Thursday, July 31, 2014

This I Know...Summer 2014

Thanks to Emily Freeman for inviting us to share what we learned this summer at Chatting at the Sky.  Emily is one of the most gentle souls I know, and as I dive back into my backyard travels after a summer off, I am glad to be jumping safely into that sweet space.

This summer has taught me some lessons and true to form, I had to learn them the hard way, with deep growing pains and much prayer.  There are more things I don't know but this I do...

This I know...home should be a safe place.


Me and my circus, we have begun putting down roots in this town, new to them, familar to me.  We are happy to take our time and look for our "long-time" house.  I don't know what it looks like or where it is but this I know...

I know our 'long-time' house will be a safe place.  It will be a place of acceptance and grace.  I love these words from Gary Morland in his post, The Safest Place on Earth:

"Your family is designed to be a place of honest vulnerability without rejection.  Disagreements without anger.  Foolish mistakes without embarrassment.  Failure without shame."

Our "long-time" house will be a place where you can take your drink into the living room and three kids who have moved way more than I meant for them to move can choose whatever color they want to paint their rooms.  (Yes, Nora, even macaw green.)  We already act and sound like a circus, why shouldn't the colors of our home match the way we live?

Our "long-time" house will be a place where it is "all about the heart."  As we make mistakes and fall from the trapeze, we will catch each other.  We will practice life together so that we are ready with our best efforts.  We will applaud each other when the lions and tigers are tamed.  We will live our real lives whether it is showtime or not.

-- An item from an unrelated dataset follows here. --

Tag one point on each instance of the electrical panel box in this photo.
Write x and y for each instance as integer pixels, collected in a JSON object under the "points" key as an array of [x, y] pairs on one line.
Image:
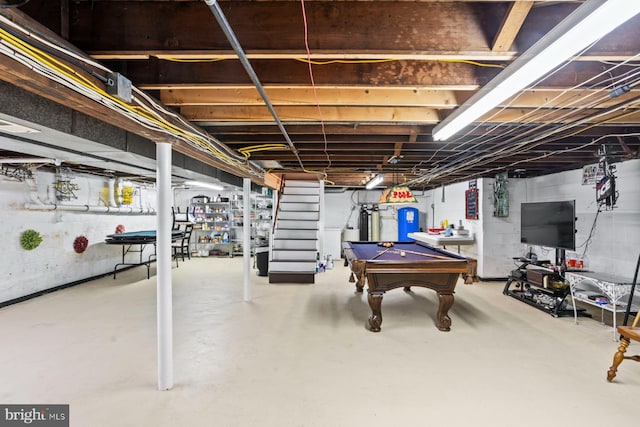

This I know...what I do is not who I am.

People move, jobs change.  In spite of my threats, kids grow up.  My role in this circus is changing.  I have been the planner and orchestrator of all things at home for almost 11 years.  I was mother, teacher, helper, cook and maker of all trivial decisions regarding people shorter than me.  Until this summer.  I have come to the realization that it is time for me to move out of the director's role and into the role of trainer or coach.

Perhaps I yell up to the kid flying on the trapeze, "A little to the left, reach farther, hold tight.  Let go!"

Can I be honest?  This change?  It came much too fast.  I feel grief sometimes, but it is grief for the role I used to have, not the person that I was.  I don't die just because there is a change in what I do.

I need to stop parenting "little" kids who need to be constantly directed and I need to start parenting "big" kids who are ready to begin making their own way.  I need to be the mom who lets those kids fly through the air while falls are still about report cards, fights with friends, stealing pencils and forgetting to brush their teeth.  Let them learn how to fly before falls are about lost jobs, bad relationships, or jail.

I am still the same "who" whether my kids wear diapers or baseball pants.  I am still the same "who" whether I cook their lunch or the buy it at the cafeteria.  I am still the same "who" whether I spend my days at an office or picking up laundry.  The circus may move from town to town, but it still has the same clowns, elephants, and acrobats.

What I do is not who I am.  I am still here.

This I know...people are often most beautiful when they are their most ordinary.

Earlier this summer, I had a bad day.  I trudged along under a cloud, my thoughts going around and around like the strange animals on the carousel, circling incessantly and achieving nothing.  Only not fun.

At the dry cleaners, the same woman works there all the time.  She always says something nice.  Her voice betrays a little age.  We share the same hair color, Preference 9NB.  The fog followed me into the dry cleaners.  We speak, I pickup a tie.  I pay and move toward the door.  The cloud follows over my head.  We are finished with our transaction.

She speaks ordinary words that I don't even remember.  Her words are kind, nice, and spoken for no reason at all except she is nice and we are both people here on this earth at the same time.

This small moment is a gift that reminds me that people are good.  People are better than I think.  Sure, people are sometimes worse than you think but they are also better.  It's all mixed up and beautiful and I can't explain one bit of it because I am not God.

If that woman at the cleaners had stood on a stage wearing a gold suit and making $1,000 and hour to tell me how to be happy, her words would have been worthless that day.  There she was, in her chambray shirt and black leggings, Preference 9NB hair and smiling face saying nice things to every customer, even me, myself and Eeyore, and she spoke a gift of good.

Epilogue

I kept feeling like I needed to tell the woman at the cleaners about that bad day.  I thought she should know that her kindness matters sometimes.  So yesterday I let my crazy show.  I paid for two pair of suit pants and headed toward the door.  I stopped and told her about the bad day and how she said nice things and how I walked out thinking that people really were nice.

She told me that she was real glad to know.  She said that she had her own bad time happenin' and that it was so hard she just had to give it to the Lord.  I told her she mattered.  We both tried to pretend that our eyes weren't misty.

True to form, as my hand hit the door to the sunshine, she offered another parting shot of courage, "Finish well, sister, finish well."

Yes ma'am, it is my intention to do just that, one ordinary day at a time.